Question: Use the train.csv file to complete this case study which contains home sales data for Ames, Iowa in 2009. You will be using this dataset
Use the train.csv file to complete this case study which contains home sales data for Ames, Iowa in 2009. You will be using this dataset as you learn multiple regression (and later, regularization) to predict home sales prices from home features (predictors) in a competition against other MGSC 291 students. To find the best model for prediction, you need to explore and understand the data available to you. This purpose of this case is to begin this exploration in preparation for using the data later for predictions.
data set file
https://drive.google.com/file/d/1NjWzEM-vURReFKqQ22cS5SSYailgaR00/view?usp=sharing
# Q0 # Read in the train.csv file and name your object train.
###### Don't forget to use the strings = T argument in read.csv().
# Q1 # Use the nrow() function to find
###### how many homes are available in this dataset.
# Q2 # Use the ncol() function to find
###### how many variables were recorded for each home.
# Q3 # Use the mean() function to find the average sales price
###### for homes in this data. Hint: Use names(train)
###### to get the exact spelling of the columns in this dataset.
# Q4 # Later, you will model sales price by features
###### and if you model the sales price by month sold,
###### month should be a factor (a categorical variable).
###### Use the is.factor() function on the month sold column
###### to determine if month is a factor.
# Q5 # Use the sum() function on a logical vector
###### to count how many homes have a sales price of $181,000.

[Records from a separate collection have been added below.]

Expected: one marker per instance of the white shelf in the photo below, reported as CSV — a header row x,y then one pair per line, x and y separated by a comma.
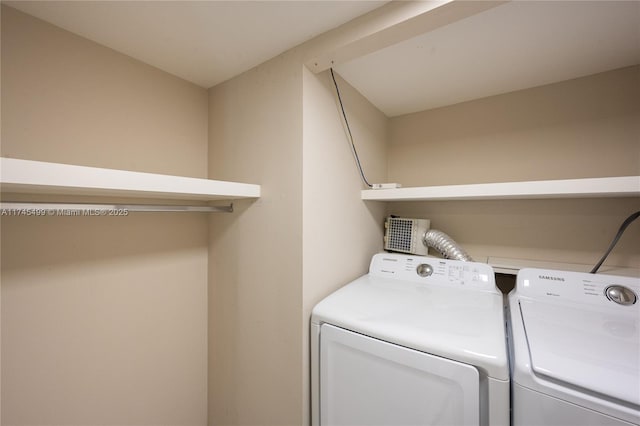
x,y
627,186
37,177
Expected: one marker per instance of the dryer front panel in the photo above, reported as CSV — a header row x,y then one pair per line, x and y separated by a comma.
x,y
365,381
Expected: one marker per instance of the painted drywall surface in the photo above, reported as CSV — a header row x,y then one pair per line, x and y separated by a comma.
x,y
93,106
104,320
255,263
309,233
586,127
340,231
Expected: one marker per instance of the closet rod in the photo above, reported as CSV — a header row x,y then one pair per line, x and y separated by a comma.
x,y
36,208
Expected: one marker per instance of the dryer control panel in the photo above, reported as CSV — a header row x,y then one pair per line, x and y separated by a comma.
x,y
433,270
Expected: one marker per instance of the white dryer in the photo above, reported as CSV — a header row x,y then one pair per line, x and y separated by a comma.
x,y
575,349
417,341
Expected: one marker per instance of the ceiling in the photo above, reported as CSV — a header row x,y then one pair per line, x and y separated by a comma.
x,y
205,42
514,46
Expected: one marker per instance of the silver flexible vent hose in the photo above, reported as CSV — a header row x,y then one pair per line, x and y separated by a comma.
x,y
445,245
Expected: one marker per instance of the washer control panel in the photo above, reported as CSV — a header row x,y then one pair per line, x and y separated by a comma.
x,y
433,270
580,287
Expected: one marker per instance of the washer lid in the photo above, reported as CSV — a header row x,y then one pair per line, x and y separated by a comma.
x,y
592,349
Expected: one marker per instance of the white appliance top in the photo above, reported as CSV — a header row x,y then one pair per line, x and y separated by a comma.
x,y
453,310
578,335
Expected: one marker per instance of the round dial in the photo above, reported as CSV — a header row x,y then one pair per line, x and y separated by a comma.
x,y
620,294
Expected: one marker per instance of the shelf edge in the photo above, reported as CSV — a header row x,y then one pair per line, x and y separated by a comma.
x,y
624,186
28,176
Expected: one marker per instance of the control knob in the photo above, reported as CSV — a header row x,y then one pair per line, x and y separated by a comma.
x,y
620,294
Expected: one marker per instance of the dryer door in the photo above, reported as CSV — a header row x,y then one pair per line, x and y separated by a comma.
x,y
365,381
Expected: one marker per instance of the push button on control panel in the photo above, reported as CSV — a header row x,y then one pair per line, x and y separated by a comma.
x,y
424,270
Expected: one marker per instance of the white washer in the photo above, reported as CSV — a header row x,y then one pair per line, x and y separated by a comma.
x,y
417,341
575,351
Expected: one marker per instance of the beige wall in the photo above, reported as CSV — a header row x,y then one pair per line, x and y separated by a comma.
x,y
104,320
255,263
340,232
587,127
309,233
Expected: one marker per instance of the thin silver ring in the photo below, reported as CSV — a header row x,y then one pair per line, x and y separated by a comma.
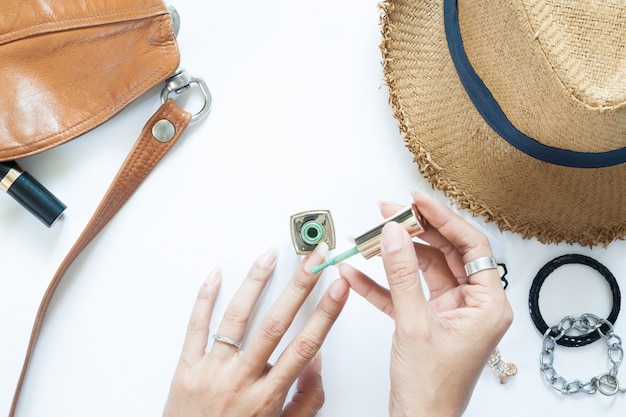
x,y
480,264
227,340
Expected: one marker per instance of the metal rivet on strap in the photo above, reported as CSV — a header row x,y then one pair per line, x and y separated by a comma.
x,y
163,130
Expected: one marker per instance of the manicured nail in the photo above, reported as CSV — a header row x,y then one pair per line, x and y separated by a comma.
x,y
393,237
268,258
316,363
316,257
214,276
339,289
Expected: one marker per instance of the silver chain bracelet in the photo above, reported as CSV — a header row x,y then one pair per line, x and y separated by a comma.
x,y
606,383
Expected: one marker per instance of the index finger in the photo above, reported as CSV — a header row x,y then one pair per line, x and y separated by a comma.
x,y
455,237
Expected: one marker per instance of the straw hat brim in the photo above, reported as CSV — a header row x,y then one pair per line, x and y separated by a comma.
x,y
463,157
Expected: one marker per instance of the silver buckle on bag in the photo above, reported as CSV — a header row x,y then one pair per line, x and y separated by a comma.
x,y
180,83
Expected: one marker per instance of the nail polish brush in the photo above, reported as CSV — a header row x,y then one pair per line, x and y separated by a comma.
x,y
368,243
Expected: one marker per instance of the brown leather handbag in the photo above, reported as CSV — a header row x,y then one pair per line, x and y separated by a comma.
x,y
69,66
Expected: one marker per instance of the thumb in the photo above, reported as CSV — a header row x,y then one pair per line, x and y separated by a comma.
x,y
309,396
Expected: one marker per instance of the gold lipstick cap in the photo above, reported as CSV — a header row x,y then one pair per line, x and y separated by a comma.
x,y
409,217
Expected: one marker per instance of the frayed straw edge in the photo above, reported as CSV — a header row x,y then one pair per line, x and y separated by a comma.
x,y
428,168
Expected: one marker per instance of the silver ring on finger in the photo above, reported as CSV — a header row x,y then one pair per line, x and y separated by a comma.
x,y
227,340
480,264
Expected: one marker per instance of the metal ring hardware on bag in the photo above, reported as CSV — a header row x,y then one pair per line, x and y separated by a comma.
x,y
182,82
607,383
590,335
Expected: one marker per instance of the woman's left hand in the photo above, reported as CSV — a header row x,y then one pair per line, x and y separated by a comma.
x,y
227,382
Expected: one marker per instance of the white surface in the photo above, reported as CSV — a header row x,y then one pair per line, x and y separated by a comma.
x,y
300,121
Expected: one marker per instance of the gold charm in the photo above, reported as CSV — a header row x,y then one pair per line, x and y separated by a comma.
x,y
501,369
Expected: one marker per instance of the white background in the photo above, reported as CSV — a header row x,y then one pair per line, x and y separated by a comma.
x,y
300,121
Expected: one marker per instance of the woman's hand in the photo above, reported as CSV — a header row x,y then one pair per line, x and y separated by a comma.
x,y
227,382
440,345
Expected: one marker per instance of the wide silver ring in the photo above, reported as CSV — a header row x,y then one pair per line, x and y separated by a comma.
x,y
480,264
227,340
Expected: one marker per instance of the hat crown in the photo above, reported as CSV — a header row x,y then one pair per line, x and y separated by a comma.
x,y
556,68
584,42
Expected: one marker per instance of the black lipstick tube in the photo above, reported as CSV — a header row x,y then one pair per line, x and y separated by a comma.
x,y
29,192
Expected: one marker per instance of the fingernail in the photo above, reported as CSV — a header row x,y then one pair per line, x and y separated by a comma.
x,y
393,236
316,257
339,289
268,258
316,363
214,276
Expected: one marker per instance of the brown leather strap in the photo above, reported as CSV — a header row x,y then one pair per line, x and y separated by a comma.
x,y
144,156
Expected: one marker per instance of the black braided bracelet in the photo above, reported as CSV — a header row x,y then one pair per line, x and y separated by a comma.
x,y
547,269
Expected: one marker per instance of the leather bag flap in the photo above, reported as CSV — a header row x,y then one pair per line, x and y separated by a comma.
x,y
70,65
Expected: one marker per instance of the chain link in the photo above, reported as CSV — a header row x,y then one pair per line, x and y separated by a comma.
x,y
607,383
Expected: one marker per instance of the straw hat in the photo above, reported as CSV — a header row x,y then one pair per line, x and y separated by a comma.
x,y
525,122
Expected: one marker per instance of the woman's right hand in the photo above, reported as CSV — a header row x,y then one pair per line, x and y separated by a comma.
x,y
440,345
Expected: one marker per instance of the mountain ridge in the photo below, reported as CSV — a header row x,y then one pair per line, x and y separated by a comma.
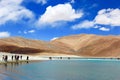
x,y
85,45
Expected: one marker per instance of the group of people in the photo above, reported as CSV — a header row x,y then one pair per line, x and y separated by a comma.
x,y
13,57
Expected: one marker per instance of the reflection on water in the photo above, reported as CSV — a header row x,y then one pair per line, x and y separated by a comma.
x,y
7,69
61,70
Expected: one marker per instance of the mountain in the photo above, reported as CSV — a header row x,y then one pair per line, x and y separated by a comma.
x,y
90,45
85,45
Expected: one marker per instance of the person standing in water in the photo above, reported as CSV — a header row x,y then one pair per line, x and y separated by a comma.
x,y
21,57
27,58
3,58
12,57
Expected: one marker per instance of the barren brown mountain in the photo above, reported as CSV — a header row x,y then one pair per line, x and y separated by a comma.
x,y
86,45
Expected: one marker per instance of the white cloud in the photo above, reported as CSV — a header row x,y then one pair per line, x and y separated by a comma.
x,y
108,17
60,12
41,1
72,1
11,10
104,29
85,24
4,34
105,17
96,26
26,32
54,38
31,31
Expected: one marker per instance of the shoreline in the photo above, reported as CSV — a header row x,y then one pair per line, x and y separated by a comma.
x,y
37,58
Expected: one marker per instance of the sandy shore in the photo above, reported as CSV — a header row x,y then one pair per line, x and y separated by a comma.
x,y
24,57
37,57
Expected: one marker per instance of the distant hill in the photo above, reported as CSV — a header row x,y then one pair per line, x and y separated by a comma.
x,y
86,45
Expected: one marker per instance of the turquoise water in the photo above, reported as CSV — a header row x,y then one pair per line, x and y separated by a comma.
x,y
62,70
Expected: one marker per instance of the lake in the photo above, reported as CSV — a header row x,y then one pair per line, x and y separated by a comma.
x,y
62,70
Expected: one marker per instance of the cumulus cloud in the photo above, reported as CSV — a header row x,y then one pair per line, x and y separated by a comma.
x,y
42,1
11,10
4,34
108,17
104,17
26,32
85,24
60,12
72,1
31,31
104,29
54,38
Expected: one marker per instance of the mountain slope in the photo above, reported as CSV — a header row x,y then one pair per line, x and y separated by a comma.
x,y
86,45
92,45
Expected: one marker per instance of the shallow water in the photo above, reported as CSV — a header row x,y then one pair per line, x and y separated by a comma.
x,y
62,70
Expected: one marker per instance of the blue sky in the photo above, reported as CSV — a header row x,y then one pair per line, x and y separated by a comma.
x,y
48,19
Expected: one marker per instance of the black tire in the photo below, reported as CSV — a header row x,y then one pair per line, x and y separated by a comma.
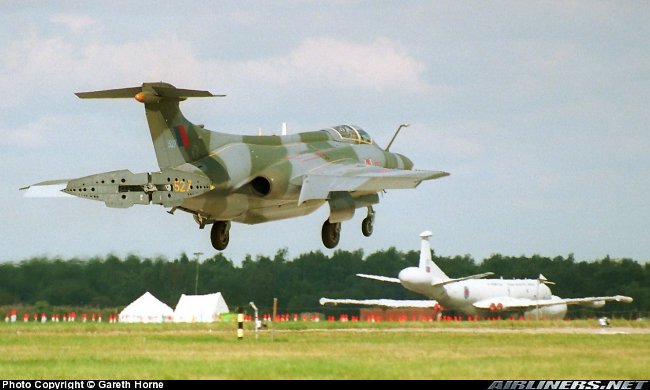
x,y
367,226
220,235
331,234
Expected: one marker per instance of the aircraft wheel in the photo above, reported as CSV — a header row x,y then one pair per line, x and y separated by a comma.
x,y
220,235
331,234
367,226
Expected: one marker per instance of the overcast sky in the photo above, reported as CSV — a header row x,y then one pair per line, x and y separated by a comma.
x,y
539,110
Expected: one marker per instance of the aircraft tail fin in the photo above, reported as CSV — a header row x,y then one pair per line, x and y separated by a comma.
x,y
176,140
426,263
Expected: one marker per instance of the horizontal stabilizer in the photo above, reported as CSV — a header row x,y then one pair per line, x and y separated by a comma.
x,y
380,302
157,90
449,281
46,189
380,278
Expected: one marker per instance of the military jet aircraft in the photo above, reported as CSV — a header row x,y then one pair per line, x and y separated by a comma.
x,y
220,178
473,295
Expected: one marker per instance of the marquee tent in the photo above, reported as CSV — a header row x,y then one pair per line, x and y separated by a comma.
x,y
147,308
200,308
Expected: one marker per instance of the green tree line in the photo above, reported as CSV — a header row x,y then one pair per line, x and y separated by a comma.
x,y
298,283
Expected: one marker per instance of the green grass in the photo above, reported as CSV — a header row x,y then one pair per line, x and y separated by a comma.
x,y
501,350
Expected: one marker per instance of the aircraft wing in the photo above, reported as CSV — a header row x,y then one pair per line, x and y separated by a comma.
x,y
477,276
509,303
357,177
380,302
380,278
47,189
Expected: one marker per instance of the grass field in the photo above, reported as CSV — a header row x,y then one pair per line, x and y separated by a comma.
x,y
499,350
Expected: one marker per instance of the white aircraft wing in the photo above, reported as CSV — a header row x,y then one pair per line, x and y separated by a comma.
x,y
509,303
47,189
380,278
358,177
477,276
380,302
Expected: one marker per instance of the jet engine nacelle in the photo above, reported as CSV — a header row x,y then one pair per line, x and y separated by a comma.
x,y
554,312
273,183
595,304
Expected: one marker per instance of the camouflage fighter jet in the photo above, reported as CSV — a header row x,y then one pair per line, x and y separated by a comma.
x,y
220,178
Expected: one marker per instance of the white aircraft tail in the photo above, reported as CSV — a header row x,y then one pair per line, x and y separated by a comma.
x,y
426,263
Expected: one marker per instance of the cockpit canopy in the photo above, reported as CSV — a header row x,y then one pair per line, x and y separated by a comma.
x,y
353,134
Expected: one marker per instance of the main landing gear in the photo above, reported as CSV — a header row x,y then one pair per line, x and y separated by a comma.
x,y
331,232
220,235
368,222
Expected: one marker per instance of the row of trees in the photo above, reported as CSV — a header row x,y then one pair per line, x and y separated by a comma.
x,y
298,283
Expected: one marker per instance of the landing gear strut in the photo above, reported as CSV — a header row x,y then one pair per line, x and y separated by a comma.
x,y
331,234
220,235
367,223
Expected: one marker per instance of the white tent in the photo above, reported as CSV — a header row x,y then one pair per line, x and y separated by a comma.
x,y
200,308
147,308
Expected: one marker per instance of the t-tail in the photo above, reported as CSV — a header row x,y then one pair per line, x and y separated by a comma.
x,y
176,140
426,264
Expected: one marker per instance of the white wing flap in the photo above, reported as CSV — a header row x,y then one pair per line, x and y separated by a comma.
x,y
380,302
509,303
380,278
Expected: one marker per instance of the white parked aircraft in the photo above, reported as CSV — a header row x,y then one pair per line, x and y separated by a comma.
x,y
473,295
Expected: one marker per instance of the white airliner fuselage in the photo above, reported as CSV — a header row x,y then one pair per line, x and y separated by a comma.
x,y
472,295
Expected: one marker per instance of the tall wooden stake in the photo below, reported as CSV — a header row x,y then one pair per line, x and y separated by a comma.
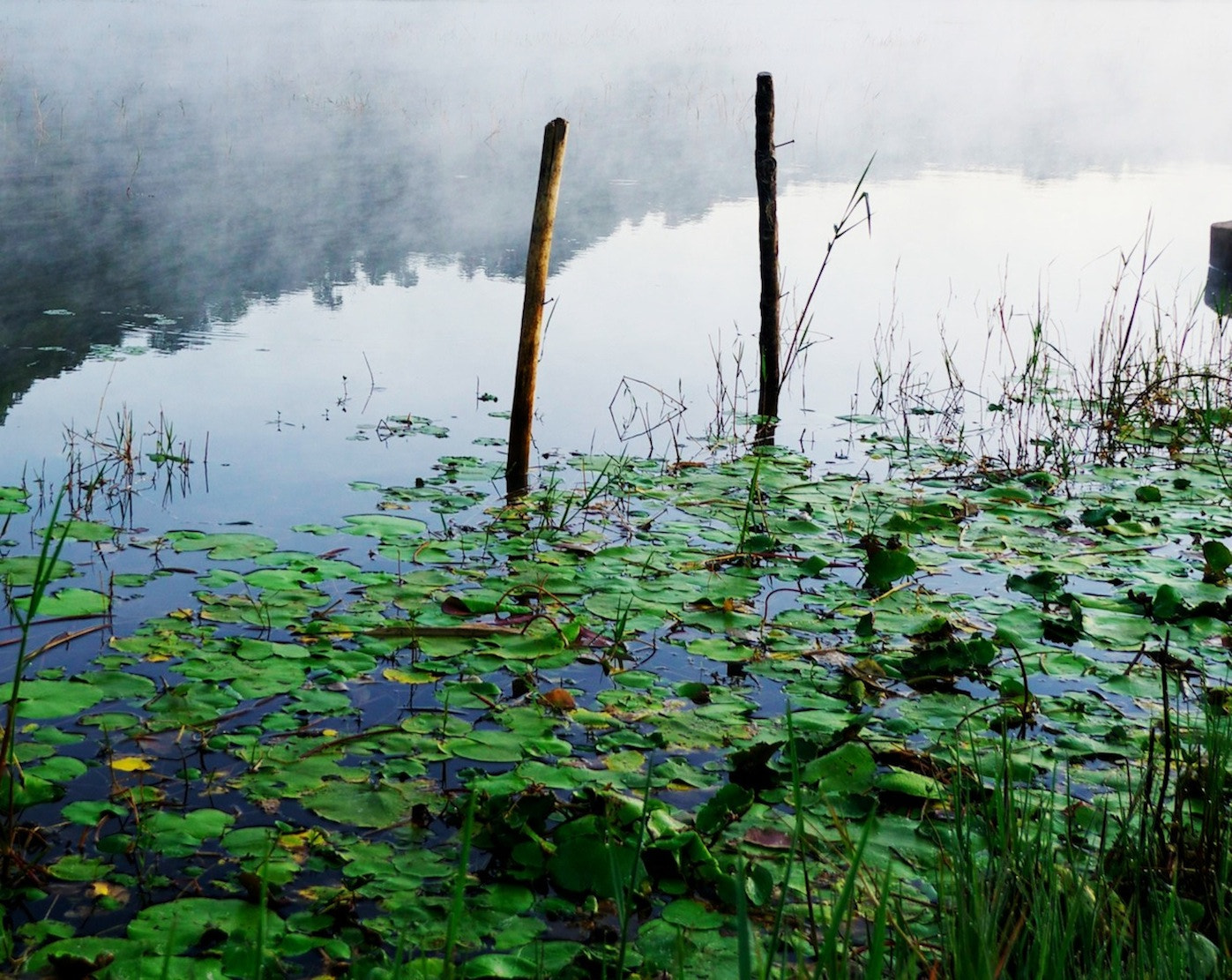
x,y
523,409
768,241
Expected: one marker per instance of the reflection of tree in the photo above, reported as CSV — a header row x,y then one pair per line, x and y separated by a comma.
x,y
192,214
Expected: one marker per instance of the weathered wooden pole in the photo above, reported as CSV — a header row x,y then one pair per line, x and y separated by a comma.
x,y
523,409
1219,279
768,241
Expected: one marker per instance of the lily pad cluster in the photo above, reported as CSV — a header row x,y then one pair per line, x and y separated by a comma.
x,y
652,718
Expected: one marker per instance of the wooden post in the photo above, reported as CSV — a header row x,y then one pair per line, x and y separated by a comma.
x,y
768,241
1221,245
1219,276
523,409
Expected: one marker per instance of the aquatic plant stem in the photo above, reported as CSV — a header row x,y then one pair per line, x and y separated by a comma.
x,y
49,555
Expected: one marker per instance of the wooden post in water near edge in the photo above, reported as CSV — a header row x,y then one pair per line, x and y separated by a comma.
x,y
1219,276
768,241
523,411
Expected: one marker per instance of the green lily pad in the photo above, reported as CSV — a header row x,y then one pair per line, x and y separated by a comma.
x,y
224,546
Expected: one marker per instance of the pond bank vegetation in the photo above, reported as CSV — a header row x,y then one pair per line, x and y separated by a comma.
x,y
727,716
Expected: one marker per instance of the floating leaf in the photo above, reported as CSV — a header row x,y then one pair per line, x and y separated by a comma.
x,y
224,546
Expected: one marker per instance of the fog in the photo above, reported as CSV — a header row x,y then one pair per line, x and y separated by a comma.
x,y
183,159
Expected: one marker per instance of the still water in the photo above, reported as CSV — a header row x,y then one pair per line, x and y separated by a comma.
x,y
278,225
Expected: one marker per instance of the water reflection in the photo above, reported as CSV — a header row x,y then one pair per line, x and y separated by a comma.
x,y
179,164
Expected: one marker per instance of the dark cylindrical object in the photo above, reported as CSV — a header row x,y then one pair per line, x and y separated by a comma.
x,y
523,409
768,242
1221,245
1219,276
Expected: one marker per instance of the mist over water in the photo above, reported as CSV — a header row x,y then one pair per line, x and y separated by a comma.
x,y
169,169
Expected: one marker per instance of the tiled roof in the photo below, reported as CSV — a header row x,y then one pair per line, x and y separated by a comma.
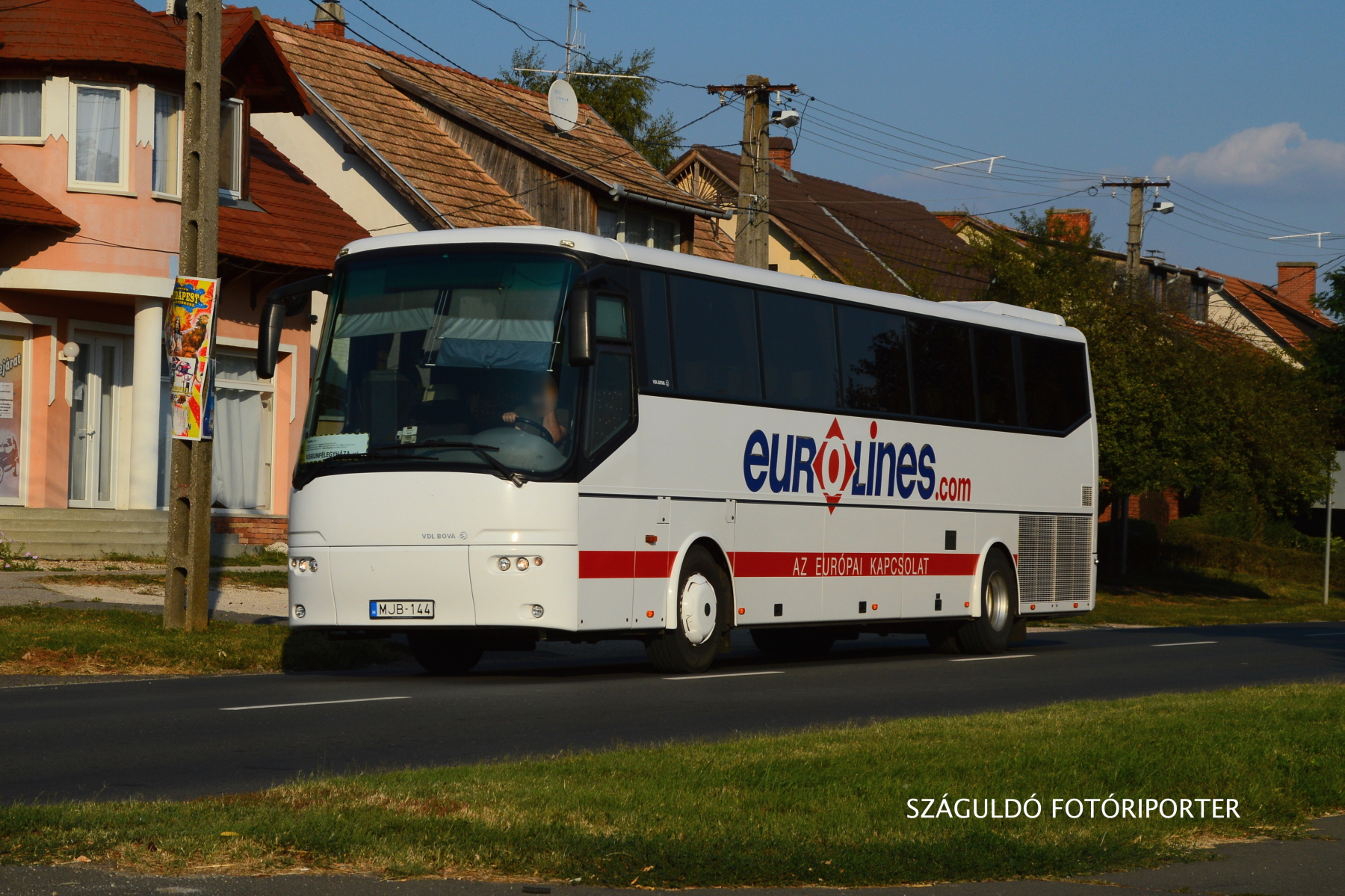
x,y
299,225
19,205
89,31
860,235
383,96
343,74
1264,304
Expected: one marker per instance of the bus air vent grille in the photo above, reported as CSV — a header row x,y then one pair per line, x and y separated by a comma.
x,y
1054,559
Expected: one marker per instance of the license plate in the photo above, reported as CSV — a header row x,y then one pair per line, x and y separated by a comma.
x,y
401,610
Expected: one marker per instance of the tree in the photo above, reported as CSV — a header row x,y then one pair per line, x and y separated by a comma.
x,y
1180,405
623,102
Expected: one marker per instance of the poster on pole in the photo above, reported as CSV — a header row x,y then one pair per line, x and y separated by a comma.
x,y
188,329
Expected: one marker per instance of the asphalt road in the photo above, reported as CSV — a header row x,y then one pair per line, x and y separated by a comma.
x,y
183,738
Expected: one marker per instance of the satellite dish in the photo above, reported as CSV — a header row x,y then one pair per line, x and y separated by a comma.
x,y
564,105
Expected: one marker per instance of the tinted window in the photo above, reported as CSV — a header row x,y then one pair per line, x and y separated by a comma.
x,y
658,347
1055,383
874,361
610,400
941,359
798,350
995,383
714,331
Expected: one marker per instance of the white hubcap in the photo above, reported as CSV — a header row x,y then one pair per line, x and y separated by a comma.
x,y
699,608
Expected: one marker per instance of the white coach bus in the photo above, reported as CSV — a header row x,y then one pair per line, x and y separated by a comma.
x,y
528,433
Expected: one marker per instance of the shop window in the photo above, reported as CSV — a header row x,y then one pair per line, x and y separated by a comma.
x,y
20,111
167,159
101,134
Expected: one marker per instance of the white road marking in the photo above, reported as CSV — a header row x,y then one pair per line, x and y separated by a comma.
x,y
773,672
1185,643
312,702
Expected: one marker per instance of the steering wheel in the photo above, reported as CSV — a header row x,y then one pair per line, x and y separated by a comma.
x,y
539,428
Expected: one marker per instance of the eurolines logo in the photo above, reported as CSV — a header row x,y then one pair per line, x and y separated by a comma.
x,y
800,463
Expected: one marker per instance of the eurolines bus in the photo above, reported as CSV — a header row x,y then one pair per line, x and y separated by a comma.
x,y
528,433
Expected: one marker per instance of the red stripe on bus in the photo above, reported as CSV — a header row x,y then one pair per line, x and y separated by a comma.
x,y
775,564
788,566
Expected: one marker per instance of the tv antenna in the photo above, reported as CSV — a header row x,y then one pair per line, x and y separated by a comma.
x,y
974,161
1299,235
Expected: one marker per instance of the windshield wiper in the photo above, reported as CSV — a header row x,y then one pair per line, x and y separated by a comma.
x,y
482,451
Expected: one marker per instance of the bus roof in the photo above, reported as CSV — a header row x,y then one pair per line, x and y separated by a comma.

# Q6 # There are 4 rating categories for kitchen quality:
###### fair, average, good, and excellent.
###### Use the sum() function on a logical vector to count
###### how many homes have kitchen quality rated as "Excellent"?
###### Hint: use the summary() function on the kitchen quality column
###### to see how this quality category is spelled.
# Q7 # Use the sum() function on a logical vector to count
###### how many homes sold for more than $350,000
###### and have "Excellent" as their kitchen quality.
# Q8 # Use the mean() function to find the average sales price
###### for a home with kitchen quality rating of "Excellent".
# Q9 # Use the mean() function to find the average sales price
###### for a home with kitchen quality rating of "Excellent"
###### or has a garage for more than 2 cars.
# Q10 # Use the which() function on a logical vector to find
###### the observations number(s) for a home with a
###### kitchen quality rating of "Excellent"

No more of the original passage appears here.